Rizk-Allah Rizk M, Hassanien Aboul Ella, Song Dongran
Department of Basic Engineering Science, Faculty of Engineering, Menoufia University, Shebin El-Komm, and Scientific Research Group in Egypt (SRGE), Egypt.
Faculty of Computers and Information, Cairo University, and Scientific Research Group in Egypt (SRGE), Egypt.
ISA Trans. 2022 Feb;121:191-205. doi: 10.1016/j.isatra.2021.04.011. Epub 2021 Apr 16.
This paper presents a chaos-opposition-enhanced slime mould algorithm (CO-SMA) to minimize energy (COE) cost for the wind turbines on high-altitude sites. The COE model is established based on rotor radius, rated power, and hub height needed to achieve an optimal design model. In this context, an improved variant of SMA, named CO-SMA, is proposed based on a chaotic search strategy (CSS) and crossover-opposition strategy (COS) to cope with the potential weaknesses classical SMA while dealing with nonlinear tasks. First, the COS is introduced to enhance the diversity of solutions and thus improves the exploratory tendencies. The CSS is incorporated into the basic SMA to improve the exploitative abilities and thus avoids the premature convergence dilemma. The proposed CO-SMA is validated on the design of wind turbines with high-altitude sites. Furthermore, the sensitivity analysis based on the Taguchi method is developed to exhibit the impact of the COE model's optimized parameters. The influence of uncertainty based on the fuzziness scheme of wind resource statistics is also explored to depict a real scheme for the changes that occurred by seasonal time, atmospheric conditions, and topographic conditions. The proposed CO-SMA is compared with the PSO, WOA, GWO, MDWA, and SMA, where the COE values are recorded as 0.052408, 0.052462, 0.052435, 0.052409, 0.052413, and 0.052915, respectively. Furthermore, the proposed CO-SMA records the faster convergence than the others. On the other hand, the Taguchi method reveals that the rated power is the most significant parameter on the COE model. Also, the impact of the fuzziness scheme on COE is exhibited, where the increasing interval of vagueness can increase the value of COE.
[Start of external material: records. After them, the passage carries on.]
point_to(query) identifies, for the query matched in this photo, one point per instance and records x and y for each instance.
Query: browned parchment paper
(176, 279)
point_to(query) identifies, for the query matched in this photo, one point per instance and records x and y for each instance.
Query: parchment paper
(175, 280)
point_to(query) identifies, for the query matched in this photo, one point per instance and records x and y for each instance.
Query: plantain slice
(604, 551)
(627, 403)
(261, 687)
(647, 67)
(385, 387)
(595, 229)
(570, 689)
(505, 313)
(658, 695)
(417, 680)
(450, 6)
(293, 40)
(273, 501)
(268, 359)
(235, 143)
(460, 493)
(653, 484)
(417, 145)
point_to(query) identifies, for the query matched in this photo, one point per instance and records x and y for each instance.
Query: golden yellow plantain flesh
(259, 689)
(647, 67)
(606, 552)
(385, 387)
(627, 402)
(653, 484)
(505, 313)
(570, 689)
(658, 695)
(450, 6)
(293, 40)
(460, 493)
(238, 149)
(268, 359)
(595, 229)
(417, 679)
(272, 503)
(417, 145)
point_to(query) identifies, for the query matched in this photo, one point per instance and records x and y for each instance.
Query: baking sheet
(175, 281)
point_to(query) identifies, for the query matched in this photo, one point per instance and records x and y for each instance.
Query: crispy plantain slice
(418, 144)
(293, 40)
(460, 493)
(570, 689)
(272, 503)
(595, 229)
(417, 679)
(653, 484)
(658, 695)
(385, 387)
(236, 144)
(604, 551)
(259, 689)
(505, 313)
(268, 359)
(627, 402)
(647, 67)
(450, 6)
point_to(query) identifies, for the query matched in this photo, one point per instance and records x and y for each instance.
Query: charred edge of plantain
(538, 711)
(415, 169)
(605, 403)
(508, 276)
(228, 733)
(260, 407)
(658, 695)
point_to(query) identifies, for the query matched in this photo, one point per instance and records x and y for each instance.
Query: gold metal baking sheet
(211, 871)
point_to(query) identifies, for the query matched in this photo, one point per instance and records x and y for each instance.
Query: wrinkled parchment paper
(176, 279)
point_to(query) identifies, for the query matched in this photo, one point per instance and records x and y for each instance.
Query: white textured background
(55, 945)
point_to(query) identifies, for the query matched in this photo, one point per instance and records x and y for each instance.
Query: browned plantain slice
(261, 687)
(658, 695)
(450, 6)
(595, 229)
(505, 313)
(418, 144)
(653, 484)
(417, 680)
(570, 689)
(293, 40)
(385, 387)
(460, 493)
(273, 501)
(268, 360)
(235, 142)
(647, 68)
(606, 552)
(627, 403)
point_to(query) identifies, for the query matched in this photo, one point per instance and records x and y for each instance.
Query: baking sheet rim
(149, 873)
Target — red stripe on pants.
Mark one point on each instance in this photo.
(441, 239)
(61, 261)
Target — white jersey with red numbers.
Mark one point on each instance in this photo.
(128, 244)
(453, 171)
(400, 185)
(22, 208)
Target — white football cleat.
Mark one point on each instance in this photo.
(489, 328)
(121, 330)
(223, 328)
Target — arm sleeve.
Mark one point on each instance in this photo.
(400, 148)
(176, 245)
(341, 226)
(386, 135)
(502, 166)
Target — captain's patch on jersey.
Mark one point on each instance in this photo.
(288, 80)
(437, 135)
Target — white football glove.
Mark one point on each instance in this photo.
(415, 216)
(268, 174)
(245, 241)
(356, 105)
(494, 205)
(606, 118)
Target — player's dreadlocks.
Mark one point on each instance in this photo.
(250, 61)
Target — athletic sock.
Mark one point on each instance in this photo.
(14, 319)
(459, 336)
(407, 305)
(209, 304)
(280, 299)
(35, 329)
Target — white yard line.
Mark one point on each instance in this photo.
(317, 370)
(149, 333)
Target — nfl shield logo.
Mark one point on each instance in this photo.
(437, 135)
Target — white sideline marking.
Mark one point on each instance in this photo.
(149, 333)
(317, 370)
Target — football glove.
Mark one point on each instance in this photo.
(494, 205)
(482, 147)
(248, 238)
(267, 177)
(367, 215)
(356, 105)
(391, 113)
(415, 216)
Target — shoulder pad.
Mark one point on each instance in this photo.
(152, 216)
本文提出了一种混沌对抗增强黏菌算法(CO - SMA),以最小化高海拔地区风力涡轮机的能量(COE)成本。基于转子半径、额定功率和轮毂高度建立了COE模型,以实现最优设计模型。在此背景下,基于混沌搜索策略(CSS)和交叉对抗策略(COS)提出了一种改进的黏菌算法变体,即CO - SMA,以应对经典黏菌算法在处理非线性任务时的潜在弱点。首先,引入COS以增强解的多样性,从而提高探索倾向。将CSS纳入基本黏菌算法以提高利用能力,从而避免早熟收敛困境。所提出的CO - SMA在高海拔地区风力涡轮机设计上得到验证。此外,基于田口方法进行敏感性分析,以展示COE模型优化参数的影响。还探讨了基于风资源统计模糊性方案的不确定性影响,以描绘季节时间、大气条件和地形条件变化的实际方案。将所提出的CO - SMA与粒子群优化算法(PSO)、鲸鱼优化算法(WOA)、灰狼优化算法(GWO)、多目标差分进化算法(MDWA)和黏菌算法(SMA)进行比较,其中COE值分别记录为0.052408、0.052462、0.052435、0.052409、0.052413和0.052915。此外,所提出的CO - SMA记录的收敛速度比其他算法更快。另一方面,田口方法表明额定功率是COE模型中最重要的参数。同时,展示了模糊性方案对COE的影响,其中模糊区间的增加会使COE值增加。